O eunuco soltou uma pequena gargalhada nervosa e fez outro tique.

– Também temos uma súbita praga de homens santos. Aparentemente, o cometa gerou toda espécie de sacerdotes estranhos, pregadores e profetas. Mendigam nas tavernas e refeitórios e predizem o fim do mundo e a destruição a todos os que param para ouvir.

Tyrion encolheu os ombros:

– Estamos perto do tricentenário do Desembarque de Aegon, imagino que era de esperar.
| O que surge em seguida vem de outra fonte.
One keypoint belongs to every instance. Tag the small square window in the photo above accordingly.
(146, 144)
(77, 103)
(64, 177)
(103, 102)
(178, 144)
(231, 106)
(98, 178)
Deixe-os pregar.

– Estão espalhando o medo, senhor.

– Pensei que este fosse o seu trabalho.

Varys cobriu a boca com a mão.

– É muito cruel por dizer isso. Um último assunto. A Senhora Tanda organizou um pequeno jantar ontem à noite. Tenho o menu e a lista de convidados para sua inspeção. Quando o vinho foi servido, Lorde Gyles levantou-se para fazer um brinde ao rei, e Sor Balon Swann foi ouvido comentando: “Iremos precisar de três taças para isso”. Muitos riram…

Tyrion levantou uma mão:

– Basta. Sor Balon disse uma frase de efeito. Não estou interessado em conversas de mesa traiçoeiras, Lorde Varys.

– É tão sensato como gentil, senhor – o pergaminho desapareceu na manga do eunuco. – Ambos temos muito o que fazer. Vou deixá-lo a sós.

Depois de o eunuco sair, Tyrion ficou durante muito tempo sentado, observando a vela e se perguntando como sua irmã receberia a notícia da dispensa de Janos Slynt. Se bem a conhecia, não ficaria feliz, mas nem perto de enviar um protesto irado a Lorde Tywin em Harrenhal. Não via o que Cersei podia esperar fazer a respeito. Tyrion controlava agora a Patrulha da Cidade, mais uma centena e meia de ferozes homens dos clãs e uma crescente força de mercenários recrutados por Bronn. Aparentemente, estava bem protegido.

Sem dúvida Eddard Stark achava o mesmo.

A Fortaleza Vermelha estava escura e silenciosa quando Tyrion saiu do Pequeno Salão. Bronn esperava-o no aposento privado.

– Slynt? – perguntou.

– Lorde Janos zarpará para a Muralha na maré da manhã. Varys quis me fazer acreditar que substituí um dos homens de Joffrey por um meu. O mais provável é que tenha substituído um homem do Mindinho por um pertencente a Varys. Mas, que seja.

– É bom que saiba que Timett matou um homem…

– Varys me disse – o mercenário não mostrou surpresa. – O palerma achou que um homem com um olho só seria mais fácil de enganar. Timett cravou seu pulso na mesa com um punhal e rasgou sua garganta com as mãos nuas. Ele faz um truque em que enrijece os dedos…

– Poupe-me dos detalhes macabros, meu jantar mal parou quieto dentro da barriga – Tyrion protestou. – Como vai seu recrutamento?

– Bastante bem. Esta noite arranjei três novos homens.

– Como sabe quem recrutar?

– Examino-os. Interrogo-os para saber onde lutaram e como são mentindo – Bronn sorriu. – E então dou-lhes uma chance de me matar, enquanto faço o mesmo com eles.

– Matou algum?

– Ninguém que pudéssemos ter usado.

– E se um deles matá-lo?

– Será esse que vai querer contratar.

Tyrion estava um pouco bêbado, e muito cansado.

– Diga-me, Bronn, se lhe dissesse para matar um bebê… digamos, uma menina, ainda no peito da mãe… Mataria? Sem questionar?

– Sem questionar? Não – o mercenário esfregou o polegar no indicador. – Perguntava o preço.

E para que eu precisaria do seu Allar Deem, Lorde Slynt?, pensou Tyrion. Tenho cem meus. Desejou rir; desejou chorar; mas, acima de tudo, desejou Shae.